It's easier to express uncertainty in person than it is in writing. In person, I can shrug my shoulders and rock my hand back and forth signaling, "Kinda, sorta, maybe...". In writing, caveats take up a lot of space and often confuse muddy my point.
Instead, I've started describing these soft-and-squishy numbers as "pub true" or "true enough". Basically, the idea is that they'd hold up in a bar conversation but they're not meant to be used for much else. It get's you into the ballpark but you probably shouldn't bet the business on them.
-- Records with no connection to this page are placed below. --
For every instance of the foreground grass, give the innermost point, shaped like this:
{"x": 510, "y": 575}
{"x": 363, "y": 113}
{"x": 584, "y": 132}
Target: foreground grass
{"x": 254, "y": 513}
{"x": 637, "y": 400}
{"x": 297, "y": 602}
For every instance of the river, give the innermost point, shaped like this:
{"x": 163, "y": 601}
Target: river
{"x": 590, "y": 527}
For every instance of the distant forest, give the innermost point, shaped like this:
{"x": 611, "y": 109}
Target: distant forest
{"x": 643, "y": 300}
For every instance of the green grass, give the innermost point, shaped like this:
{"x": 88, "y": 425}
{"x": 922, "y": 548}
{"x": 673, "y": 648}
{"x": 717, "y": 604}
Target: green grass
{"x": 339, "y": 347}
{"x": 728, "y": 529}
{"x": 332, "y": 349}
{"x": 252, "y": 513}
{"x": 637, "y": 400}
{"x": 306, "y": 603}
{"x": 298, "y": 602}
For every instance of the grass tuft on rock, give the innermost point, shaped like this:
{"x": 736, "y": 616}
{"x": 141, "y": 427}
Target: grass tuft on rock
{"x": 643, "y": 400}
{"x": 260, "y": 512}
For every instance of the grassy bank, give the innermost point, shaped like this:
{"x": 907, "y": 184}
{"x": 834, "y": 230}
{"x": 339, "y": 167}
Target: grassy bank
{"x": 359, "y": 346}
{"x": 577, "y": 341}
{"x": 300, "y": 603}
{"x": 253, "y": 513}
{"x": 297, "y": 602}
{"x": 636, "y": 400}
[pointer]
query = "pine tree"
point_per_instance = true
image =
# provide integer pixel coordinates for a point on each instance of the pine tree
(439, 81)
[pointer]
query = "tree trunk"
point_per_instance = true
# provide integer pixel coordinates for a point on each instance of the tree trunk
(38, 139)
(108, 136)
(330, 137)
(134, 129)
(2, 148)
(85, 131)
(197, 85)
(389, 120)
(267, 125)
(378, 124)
I'm happy with the results so far. Folks seem to register that we're having a casual discussion of the numbers. It feels like "pub true" status gets passed along with the results. It's a nice and succinct description.
An Order of Magnitude
In particular, I use I use "pub true" numbers to unblock some early stage conversations. When I'm starting a new project conversations are often stilted by trying to be too accurate. Folks are reticent to share numbers if they don't have exact numbers.
For example, I might ask someone "How many releases do we do a year?". In a formal environment, they might think for a bit and come up with "I don't know" even though I know they have more context than I do.
In their head, my peer's thinking, "We usually release monthly but we had some bug-fix releases last year, so it could be as many as 15." The problem is, I know next to nothing so any new context is useful.
I find that re-framing the conversation to something casual gets better results. If I throw out some ridiculous numbers I can usually get a reasonable estimate back. For example, I might say "So like 100 releases or 50?". Pretty often folks come back with a quick and informal, "Oh, no - nothing like that. Maybe, like 12. Definitely no more than 20."
Great. Pub true. Hand wavy, quick and effective.